I am trying to read an xml file in dataframe in pyspark.
Code :
df_xml=spark.read.format("com.databricks.spark.xml").option("rootTag","dataset").option("rowTag","AUTHOR").load(FilePath)

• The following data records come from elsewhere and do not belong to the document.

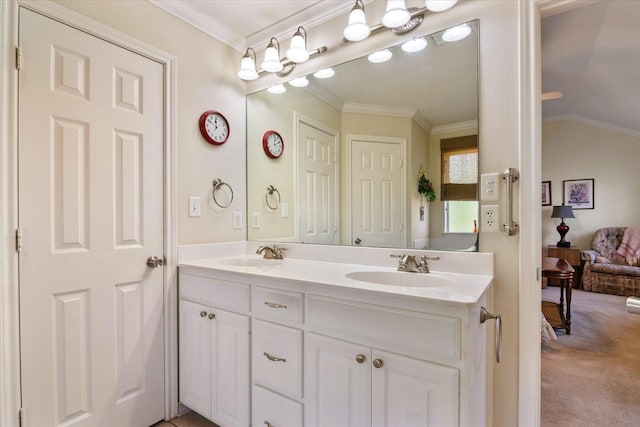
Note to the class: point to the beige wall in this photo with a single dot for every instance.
(575, 150)
(206, 80)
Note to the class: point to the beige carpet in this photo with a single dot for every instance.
(592, 377)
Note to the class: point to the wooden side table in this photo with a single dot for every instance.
(572, 255)
(558, 268)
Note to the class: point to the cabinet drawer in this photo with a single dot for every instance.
(277, 357)
(277, 305)
(214, 292)
(274, 409)
(426, 336)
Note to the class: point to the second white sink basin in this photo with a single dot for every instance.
(400, 278)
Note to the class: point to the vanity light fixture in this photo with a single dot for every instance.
(271, 61)
(299, 82)
(396, 15)
(456, 33)
(414, 45)
(277, 89)
(297, 51)
(380, 56)
(439, 5)
(324, 73)
(248, 66)
(357, 28)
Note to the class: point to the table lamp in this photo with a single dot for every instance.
(562, 212)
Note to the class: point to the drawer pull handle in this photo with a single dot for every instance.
(273, 358)
(274, 305)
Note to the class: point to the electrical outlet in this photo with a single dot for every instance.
(194, 206)
(237, 219)
(490, 218)
(489, 187)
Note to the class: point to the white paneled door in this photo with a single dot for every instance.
(376, 192)
(91, 213)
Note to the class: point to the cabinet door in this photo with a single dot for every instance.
(195, 357)
(337, 383)
(229, 343)
(409, 392)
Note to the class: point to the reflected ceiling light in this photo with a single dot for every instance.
(324, 74)
(248, 66)
(396, 15)
(299, 82)
(456, 33)
(357, 28)
(277, 89)
(439, 5)
(297, 51)
(271, 61)
(380, 56)
(416, 44)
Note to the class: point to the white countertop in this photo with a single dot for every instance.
(459, 288)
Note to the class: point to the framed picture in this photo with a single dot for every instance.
(578, 193)
(546, 193)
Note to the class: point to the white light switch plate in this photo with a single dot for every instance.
(489, 187)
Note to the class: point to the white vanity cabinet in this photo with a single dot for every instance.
(214, 349)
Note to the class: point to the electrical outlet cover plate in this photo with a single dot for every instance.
(489, 218)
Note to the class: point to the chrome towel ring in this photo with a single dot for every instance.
(270, 190)
(217, 185)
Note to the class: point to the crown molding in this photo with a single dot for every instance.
(592, 122)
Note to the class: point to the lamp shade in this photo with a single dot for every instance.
(562, 212)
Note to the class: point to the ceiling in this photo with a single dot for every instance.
(590, 48)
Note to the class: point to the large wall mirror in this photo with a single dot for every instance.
(356, 141)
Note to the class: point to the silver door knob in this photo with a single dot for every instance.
(154, 262)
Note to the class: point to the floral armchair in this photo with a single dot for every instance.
(604, 270)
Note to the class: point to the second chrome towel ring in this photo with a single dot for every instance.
(217, 185)
(270, 190)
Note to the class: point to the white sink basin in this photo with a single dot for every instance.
(401, 278)
(252, 262)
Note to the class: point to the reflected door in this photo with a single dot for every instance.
(317, 190)
(91, 210)
(376, 193)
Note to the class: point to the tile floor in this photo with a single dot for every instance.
(190, 419)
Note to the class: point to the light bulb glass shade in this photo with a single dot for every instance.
(297, 51)
(416, 44)
(396, 15)
(456, 33)
(248, 66)
(357, 28)
(439, 5)
(380, 56)
(277, 89)
(299, 82)
(271, 61)
(324, 74)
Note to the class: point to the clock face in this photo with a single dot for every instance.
(273, 144)
(214, 127)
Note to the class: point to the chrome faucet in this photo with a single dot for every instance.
(274, 252)
(410, 264)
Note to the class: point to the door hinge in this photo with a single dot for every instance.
(18, 239)
(18, 58)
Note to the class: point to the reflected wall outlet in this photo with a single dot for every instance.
(489, 187)
(237, 219)
(489, 218)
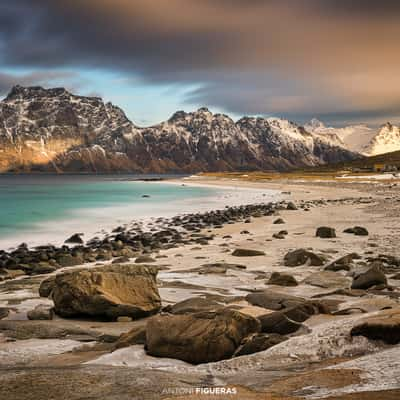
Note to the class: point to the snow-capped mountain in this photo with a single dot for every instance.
(386, 140)
(52, 129)
(360, 138)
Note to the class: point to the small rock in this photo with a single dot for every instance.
(325, 232)
(41, 312)
(247, 253)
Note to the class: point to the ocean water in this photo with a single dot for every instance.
(47, 209)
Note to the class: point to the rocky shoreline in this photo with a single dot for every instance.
(262, 297)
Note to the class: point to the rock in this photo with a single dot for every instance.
(41, 312)
(357, 230)
(247, 253)
(194, 304)
(327, 279)
(47, 286)
(385, 326)
(374, 276)
(273, 300)
(124, 319)
(299, 257)
(258, 342)
(4, 311)
(107, 292)
(325, 232)
(144, 259)
(199, 337)
(282, 279)
(68, 260)
(75, 239)
(278, 322)
(136, 335)
(342, 263)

when i display the dataframe, it shows a single column corrupt_records :
below is the xml file content
<?xml version='1.0' encoding='UTF-8'?>
<dataset>
<AUTHOR AUTHOR_UID = 1>
<FIRST_NAME>Fiona</FIRST_NAME>
<MIDDLE_NAME/>
<LAST_NAME>Macdonald</LAST_NAME>
</AUTHOR>
<AUTHOR AUTHOR_UID = 2>
<FIRST_NAME>Gian</FIRST_NAME>
<MIDDLE_NAME>Paolo</MIDDLE_NAME>
<LAST_NAME>Faleschini</LAST_NAME>
</AUTHOR>
<AUTHOR AUTHOR_UID = 3>
<FIRST_NAME>Laura</FIRST_NAME>
<MIDDLE_NAME>K</MIDDLE_NAME>
<LAST_NAME>Egendorf</LAST_NAME>
</AUTHOR>
<AUTHOR AUTHOR_UID = 4>
<FIRST_NAME>Jan</FIRST_NAME>
<MIDDLE_NAME/>
<LAST_NAME>Grover</LAST_NAME>
</AUTHOR>
CodePudding user response:
That XML is not valid:
- The AUTHOR_UID must be defined in quotes
- The dataset tag is not closed
This example below is a valid one:
<?xml version='1.0' encoding='UTF-8'?>
<dataset>
<AUTHOR AUTHOR_UID = '1'>
<FIRST_NAME>Fiona</FIRST_NAME>
<MIDDLE_NAME/>
<LAST_NAME>Macdonald</LAST_NAME>
</AUTHOR>
<AUTHOR AUTHOR_UID = '2'>
<FIRST_NAME>Gian</FIRST_NAME>
<MIDDLE_NAME>Paolo</MIDDLE_NAME>
<LAST_NAME>Faleschini</LAST_NAME>
</AUTHOR>
<AUTHOR AUTHOR_UID = '3'>
<FIRST_NAME>Laura</FIRST_NAME>
<MIDDLE_NAME>K</MIDDLE_NAME>
<LAST_NAME>Egendorf</LAST_NAME>
</AUTHOR>
<AUTHOR AUTHOR_UID = '4'>
<FIRST_NAME>Jan</FIRST_NAME>
<MIDDLE_NAME/>
<LAST_NAME>Grover</LAST_NAME>
</AUTHOR>
</dataset>